Node.js is becoming more and more popular as a server-side running environment, especially in high-traffic websites, and statistics also prove this. Furthermore, the availability of numerous frameworks makes it a good environment for rapid prototyping. Node.js has an event-driven architecture that utilizes a non-blocking I/O API to allow asynchronous processing of requests. An important and often overlooked feature of Node.js is its scalability. In fact, this is the main reason why some large companies integrate Node.js (such as Microsoft, Yahoo, Uber, and Walmart) into their platforms and even migrate their server-side operations completely to Node.js (such as PayPal, eBay, and Groupon) . Each Node.js process runs in a single thread, by default, the memory limit for 32-bit systems is 512MB and the memory limit for 64-bit systems is 1GB. While the memory limit can be increased to about 1GB on 32-bit systems and to about 1.7GB on 64-bit systems, memory and processing power can still be a bottleneck for various processes. The elegant solution that Node.js provides for extended applications is to split a single process into multiple processes or worker processes in Node.js terminology. This can be achieved through the cluster module. The cluster module allows you to create child processes (working processes) that share all server ports with the main Node process (main process). In this article, you will learn how to create a Node.js cluster to speed up your application.

Node.js cluster module: what does it do and how it works

Cluster is a pool of similar worker processes running under the parent Node process. Worker processes are generated using the fork() method of the child_processes module. This means that the worker process can share the server handle and communicate with the parent Node process using IPC (Interprocess Communication). The main process is responsible for starting and controlling the work process. You can create as many worker processes as you like in the main process. Also, remember that by default, incoming connections are allocated polling between worker processes (except Windows). Actually, there is another way to allocate incoming connections, which I won't discuss here, handing over the assignment to the operating system (the default setting in Windows). The Node.js documentation recommends using the default polling style as the scheduling policy. Although using a cluster module sounds complicated in theory, its implementation is very simple. To get started using it you have to include it in your Node.js application:

<code class="language-javascript">var cluster = require('cluster');</code>

The cluster module executes the same Node.js process multiple times. So the first thing you need to do is determine which part of the code is used for the main process and which part of the code is used for the worker process. The cluster module allows you to identify the main process as follows:

<code class="language-javascript">if(cluster.isMaster) { ... }</code>

The main process is the process you started, which in turn initializes the worker process. To start the worker process in the main process, we will use the fork() method:

<code class="language-javascript">cluster.fork();</code>

This method returns a worker object containing some methods and properties about the derived worker. We will see some examples in the next section. The cluster module contains multiple events. Two common events related to the worker process startup and termination moments are the online and exit events. When the worker process derives and sends an online message, an online event is emitted. When the worker process dies, an exit event is emitted. Later, we will learn how to use these two events to control the life cycle of a worker process. Now, let's put together everything we've seen so far and show a complete runnable example.

Example

This section contains two examples. The first example is a simple application showing how to use cluster modules in a Node.js application. The second example is an Express server that takes advantage of the Node.js cluster module, which is part of the production code I usually use in large-scale projects. Both examples are available for download from GitHub.

How to use cluster module in Node.js application

In this first example, we set up a simple server that responds to all incoming requests using a message containing the worker process ID that handles the request. The main process derives four worker processes. In each worker process, we start listening to port 8000 to receive incoming requests.

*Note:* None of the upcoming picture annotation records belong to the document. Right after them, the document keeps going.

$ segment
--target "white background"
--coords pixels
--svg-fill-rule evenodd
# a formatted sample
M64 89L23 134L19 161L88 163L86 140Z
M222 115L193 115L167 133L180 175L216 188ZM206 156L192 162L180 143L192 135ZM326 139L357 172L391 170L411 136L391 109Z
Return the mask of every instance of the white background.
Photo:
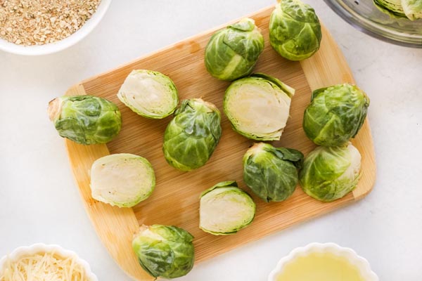
M368 0L369 1L369 0ZM360 33L322 0L307 0L371 98L377 160L363 200L197 265L183 281L266 280L312 242L366 258L380 280L422 280L422 49ZM79 81L272 5L272 0L119 0L82 41L58 53L0 51L0 256L34 242L75 251L102 281L129 280L97 237L74 183L48 102Z

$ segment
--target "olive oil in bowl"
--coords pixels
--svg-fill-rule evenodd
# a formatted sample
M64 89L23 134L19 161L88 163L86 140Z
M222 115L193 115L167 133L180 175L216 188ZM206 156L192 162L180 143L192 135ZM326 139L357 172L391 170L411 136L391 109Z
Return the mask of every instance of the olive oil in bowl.
M277 281L366 281L357 266L335 254L310 252L286 263Z

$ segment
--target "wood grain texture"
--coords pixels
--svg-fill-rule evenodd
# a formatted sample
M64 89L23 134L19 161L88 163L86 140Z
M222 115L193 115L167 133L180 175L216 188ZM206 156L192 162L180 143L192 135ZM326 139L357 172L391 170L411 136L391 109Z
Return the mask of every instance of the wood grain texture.
M272 10L271 6L249 15L265 38L265 48L255 71L274 76L296 89L287 127L281 140L273 142L273 145L295 148L306 155L315 148L302 129L303 112L310 101L312 90L354 81L343 55L325 28L321 49L312 58L298 63L280 57L268 41L268 23ZM98 236L122 268L138 280L152 280L141 270L132 253L130 240L138 223L175 225L186 229L195 236L196 259L199 262L353 202L366 195L374 183L375 157L366 120L352 140L362 155L362 175L353 192L331 203L309 197L299 187L283 202L265 203L251 194L257 203L257 214L247 228L229 236L214 236L198 228L198 197L203 190L220 181L236 180L241 188L251 193L243 182L242 157L252 141L235 133L222 114L222 137L210 161L193 171L177 171L167 164L162 150L163 133L172 117L162 120L141 117L120 103L116 94L132 70L152 70L173 79L181 100L200 97L222 110L223 96L229 83L212 78L203 63L204 47L211 34L221 27L85 80L68 92L72 94L76 91L106 98L115 103L122 112L122 131L107 145L108 148L66 143L81 195ZM96 158L108 151L136 154L151 162L157 185L148 200L132 209L118 209L91 199L89 170Z

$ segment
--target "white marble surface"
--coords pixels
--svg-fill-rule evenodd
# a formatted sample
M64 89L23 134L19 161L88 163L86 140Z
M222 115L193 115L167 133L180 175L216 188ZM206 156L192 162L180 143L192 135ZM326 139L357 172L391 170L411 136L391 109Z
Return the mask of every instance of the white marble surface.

The code that implements what I just described is as follows:

<code class="language-javascript">var cluster = require('cluster');
var http = require('http');
var numCPUs = 4;

if (cluster.isMaster) {
    for (var i = 0; i < numCPUs; i++) {
        cluster.fork();
    }
} else {
    http.createServer(function(req, res) {
        res.writeHead(200);
        res.end('process ' + process.pid + ' says hello!');
    }).listen(8000);
}</code>

You can access the URL by starting the server (running the command node simple.js) and accessing the URL https://www.php.cn/link/7d2d180c45c41870f36e747816456190.

How to develop a highly scalable Express server

Express is one of the most popular web application frameworks for Node.js (if not the most popular). We have covered it several times on this website. If you are interested in learning more, I recommend you read the articles "Creating a RESTful API with Express 4" and "Building a Node.js-driven chat room web application: Express and Azure". The second example shows how to develop a highly scalable Express server. It also demonstrates how to migrate a single process server to take advantage of a cluster module with a small amount of code.

<code class="language-javascript">var cluster = require('cluster');</code>

The first addition to this example is to use the Node.js os module to get the number of CPU cores. The os module contains a cpus() function that returns an array of CPU cores. Using this approach, we can dynamically determine the number of worker processes to derive based on server specifications to maximize the use of resources. The second and more important addition is to deal with the death of the work process. When the worker process dies, the cluster module will issue an exit event. It can be processed by listening for the event and executing a callback function when it is emitted. You can do this by writing statements like cluster.on('exit', callback); In the callback function, we derive a new worker process to maintain the expected number of worker processes. This allows us to keep the application running even with some unhandled exceptions. In this example, I also set up a listener for the online event, which is emitted whenever the worker process is derived and ready to receive incoming requests. This can be used for logging or other operations.

Performance comparison

There are several tools to benchmark the API, but here I use the Apache Benchmark tool to analyze how using cluster modules affects the performance of the application. To set up the tests, I developed an Express server that has a route and a callback function for that route. In the callback function, perform a virtual operation and return a short message. There are two versions of the server: one has no worker process, where all operations happen in the main process, and the other has 8 worker processes (because my machine has 8 cores). The following table shows how the merge cluster module increases the number of requests processed per second.

并发连接	1	2	4	8	16
单进程	654	711	783	776	754
8个工作进程	594	1198	2110	3010	3024

(Number of requests processed per second)

Advanced Operation

While using cluster modules is relatively simple, you can use worker processes to perform other operations. For example, you can use cluster modules to achieve (almost!) zero downtime for your application. We'll learn how to do some of these operations in a while.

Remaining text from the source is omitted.